Autoriser la Banque Centrale de Tunisie (BCT) à financer directement le trésor public n’aggravera pas l’inflation liée principalement à deux causes; à savoir la demande saisonnière et le cercle vicieux de la hausse des prix et des salaires, a indiqué le spécialiste en risques financiers, Mourad Hattab.
Pour rappel la commission des finances et du budget relevant de l’Assemblée des Représentants du Peuple (ARP) entame, jeudi, l’examen d’un projet de loi autorisant exceptionnellement la BCT à accorder des facilités au Trésor public tunisien de l’ordre de 7000 Millions de dinars remboursables sur 10 ans avec une période de grâce de trois ans et sans intérêts.
Ce projet de loi a été adopté par un conseil ministériel tenu, le 25 janvier 2024.
Pour Hattab, ce type de financement permettra à l’Etat d’économiser au moins deux milliards de dinars par an, vu que l’encours des bons de Trésor souscrits par les institutions financières estimé à 27 milliards de dinars est soumis à un taux d’intérêt moyen de 9%, selon les dernières statistiques de la BCT.
Il a estimé que la nouvelle décision met fin à une époque qui a coûté très cher à la Tunisie au niveau de l’élargissement des dépenses du service de la dette intérieure, sous prétexte de l’indépendance de la banque centrale de Tunisie (BCT), et est de nature de régler la situation concernant la baisse du taux d’intérêt directeur.
Les prévisions montrent une possibilité d’une baisse progressive du taux d’intérêt directeur de 8% actuellement à 6% sur le court terme à cause de ses répercussions sur le coût de financement d’une façon générale en plus de l’impact de la décision sur le taux de change du dinar grâce aux efforts déployés pour maitriser l’inflation importée.
Hattab a rappelé que les facilités qui seront accordées par la BCT seront fixées par des normes comptables précises en adéquation avec le produit intérieur brut (PIB) et les ressources budgétaires.
Il a souligné l’impératif de poser des questions pertinentes concernant le bilan économique de la politique monétaire “indépendante”, après 7 ans de l’application de la loi n 2016-35, décidée et qui a causé le recours de manière accrue aux ressources d’emprunt intérieur à travers, notamment, les bons du trésor.
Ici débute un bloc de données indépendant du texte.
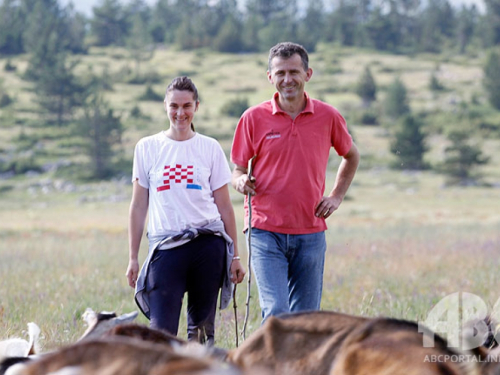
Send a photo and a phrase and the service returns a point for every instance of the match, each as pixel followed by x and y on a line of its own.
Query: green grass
pixel 399 243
Pour l’expert, l’application de la politique d’emprunt interne a causé une hausse de l’endettement intérieur par rapport au PIB, lequel (endettement ) est passé de 19,4% à la fin de 2015 à 43,3% en 2023, avec des taux d’intérêt d’environ 9% par an, pour porter le service de la dette publique interne à environ 3636 millions de dinars, alors que le budget du ministère de la Santé est estimé à 3660 millions de dinars.
La modification du statut de la Banque centrale à travers l’institution du mécanisme de financement direct va de pair avec l’esprit de la loi n°90 de 1958 portant sur la création et la réglementation de la Banque centrale, a-t-il précisé.
Ladite loi stipule le financement de la trésorerie publique à moins de 10% du revenu fiscal de l’exercice en cours. Cette dernière va de pair avec la vision du président Kais Saïed, qui a déclaré lors de sa visite à la Banque centrale en septembre 2023 que la loi précitée est bien meilleure que son similaire actuel.
Le responsable a évoqué la révision des objectifs et des prérogatifs de la BCT qui devrait permettre d’établir une cohérence entre la politique économique de l’État et la politique monétaire.
Cette relation a conduit à plusieurs situations conflictuelles, d’autant plus que la politique monétaire est gérée à court terme, alors que la politique économique est formulée à moyen et long termes, selon Hattab.